Not gonna lie, it can be a little embarrassing to admit to not knowing something… but then you learn something new, and that’s cool. Then you’re one of the lucky 10,000.

Speaking of learning… So the PNE has a special exhibition every year, with a different theme. This year, it was “Toytopia”. Games and toys over the decades. Board games, stupid old crap simple wholesome entertainment from before Kids Today ruined everything with their indie rock and their Yu-Gi-Oh, Legos (of course), train sets, action figures—oh yeah, I remember these babies, my brothers and I had them all. That little droid in the middle, the R5-D4? I loved that thing. I didn’t care (or remember) that we only saw it for one minute in A New Hope before it got fried, that little figurine was way cooler than R2-D2 in my eyes. He’s taller and orange, what’s not to like?

Anyway, games! The exhibit included a few old-school arcade games from when you had arcades, from when you put quarters in and games cost only one quarter. Although you didn’t put quarters into these games, that wouldn’t be any fun. I wanted to try Dig Dug or Ms Pac-Man, which I had rather enjoyed back in the day, but they were taken.

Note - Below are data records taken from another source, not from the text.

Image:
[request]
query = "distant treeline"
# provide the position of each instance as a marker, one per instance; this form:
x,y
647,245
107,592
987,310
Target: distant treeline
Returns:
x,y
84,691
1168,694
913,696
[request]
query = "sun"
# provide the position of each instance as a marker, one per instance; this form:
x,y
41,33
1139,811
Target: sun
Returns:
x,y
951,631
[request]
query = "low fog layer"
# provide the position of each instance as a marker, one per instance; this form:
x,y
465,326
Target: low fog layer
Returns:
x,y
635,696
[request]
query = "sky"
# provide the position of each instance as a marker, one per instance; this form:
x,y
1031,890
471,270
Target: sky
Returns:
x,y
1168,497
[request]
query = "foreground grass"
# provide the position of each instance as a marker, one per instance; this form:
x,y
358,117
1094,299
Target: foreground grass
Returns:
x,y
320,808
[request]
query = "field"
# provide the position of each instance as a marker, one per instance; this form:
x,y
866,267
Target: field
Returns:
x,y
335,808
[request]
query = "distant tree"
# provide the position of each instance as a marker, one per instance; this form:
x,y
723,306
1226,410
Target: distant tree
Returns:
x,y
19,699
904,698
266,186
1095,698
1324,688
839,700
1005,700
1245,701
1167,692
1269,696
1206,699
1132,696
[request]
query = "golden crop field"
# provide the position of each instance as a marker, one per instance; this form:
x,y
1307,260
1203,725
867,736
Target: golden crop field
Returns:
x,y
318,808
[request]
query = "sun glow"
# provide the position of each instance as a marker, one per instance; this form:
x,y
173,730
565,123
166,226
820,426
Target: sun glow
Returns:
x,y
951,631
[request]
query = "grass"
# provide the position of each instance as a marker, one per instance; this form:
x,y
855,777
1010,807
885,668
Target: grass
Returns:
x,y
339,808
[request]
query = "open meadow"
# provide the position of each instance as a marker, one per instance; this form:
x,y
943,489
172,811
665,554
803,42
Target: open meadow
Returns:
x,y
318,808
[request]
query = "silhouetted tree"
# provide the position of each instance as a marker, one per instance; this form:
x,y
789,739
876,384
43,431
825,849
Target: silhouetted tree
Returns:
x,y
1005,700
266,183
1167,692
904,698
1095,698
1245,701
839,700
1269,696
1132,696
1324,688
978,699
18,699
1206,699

So I chose Missile Command, which… I don’t think I’ve ever played before, though I’d watched it and knew the basics. It’s not too bad at first, but then gets overwhelmingly fast-paced. I wonder if there’s a way to predict where the bombs will go, just like I hear you can do in Pac-Man?

And I’ll end with a heartwarming story I only learned about from a poster: a lost cat that was returned to his human. I’d been walking around the Village looking for my daily pic and… well, there you go. I don’t know either of them, but I’m glad they’re together again.